Hello all,
I am having some serious problems getting winbind to recognize secondary group
memberships. I have a samba server version samba-3.0.0-14.3E running on RHES
v.3.
This is running on a 2x Xeon 2.4 Ghz IBM Server with 2G Ram. nscd is not
running.
See below for smb.conf.
cat /proc/version: Linux version 2.4.21-9.ELsmp
(bhcompile@stripples.devel.redhat.com) (gcc version 3.2.3 20030502 (Red Hat
Linux 3.2.3-26)) #1 SMP Thu Jan 8 17:08:56 EST 2004
I have joined the domain with: net rpc join -U administrator -r PDC
I successfully joined the domain. passdb backend = smbpasswd. wbinfo -u shows
all the domain users and wbinfo -g shows all the domain groups. ls -l shows the
correct domain user/group ownerships. Users can access shares owned by them or
their PRIMARY domain group. But when they try to access a share owned by a
secondary group that they belong to, it is access denied. The only way I can
get a secondary group to resolve is by putting a local unix group in /etc/group
and giving it the same GID as the corresponding domain group, then adding the
users to the local unix group.
I have a RedHat 9 box with the same configuration that works the way it's
supposed to - ie - honoring secondary group memberships from the domain(of
course it is samba version samba-2.2.7a-8.9.0).
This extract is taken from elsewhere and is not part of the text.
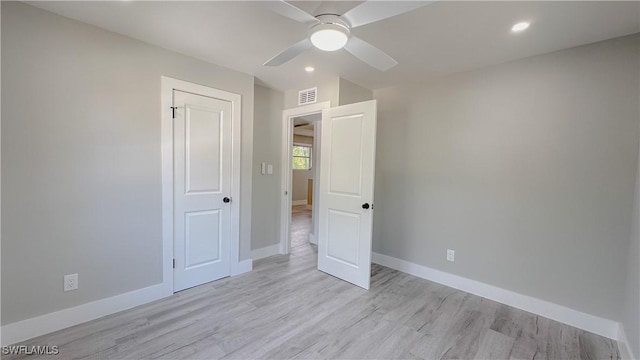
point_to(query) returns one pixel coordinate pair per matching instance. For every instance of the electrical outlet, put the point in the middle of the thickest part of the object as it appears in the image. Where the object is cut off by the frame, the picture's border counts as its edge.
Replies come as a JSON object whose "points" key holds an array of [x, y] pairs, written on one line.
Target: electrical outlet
{"points": [[451, 255], [70, 282]]}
This is a very critical situation for us. Any help/suggestions would be greatly
appreciated.
Below is a snip from the samba log file(shows 3 supplementary groups even though
this user belongs to about 20 groups).
[2004/01/20 19:17:44, 5] auth/auth_util.c:debug_unix_user_token(505)
UNIX token of user 10504
Primary group is 10013 and contains 3 supplementary groups
Group[ 0]: 10013
Group[ 1]: 10013
Group[ 2]: 10029
#Begin smb.conf
passdb backend = smbpasswd
#winbind configuration------>
winbind separator = +
winbind use default domain = yes
template shell = /bin/false
template homedir = /netarray/shares/home/%U
idmap uid = 10000-20000
idmap gid = 10000-20000
#end winbind configuration----->
security = domain
password server = PDC BDC
password level = 8
username level = 8
[Shared]
available = yes
browseable = yes
comment =
path = /netarray/shares/Shared
public = no
writable = yes
valid users = @"Domain Users" @"Domain Admins"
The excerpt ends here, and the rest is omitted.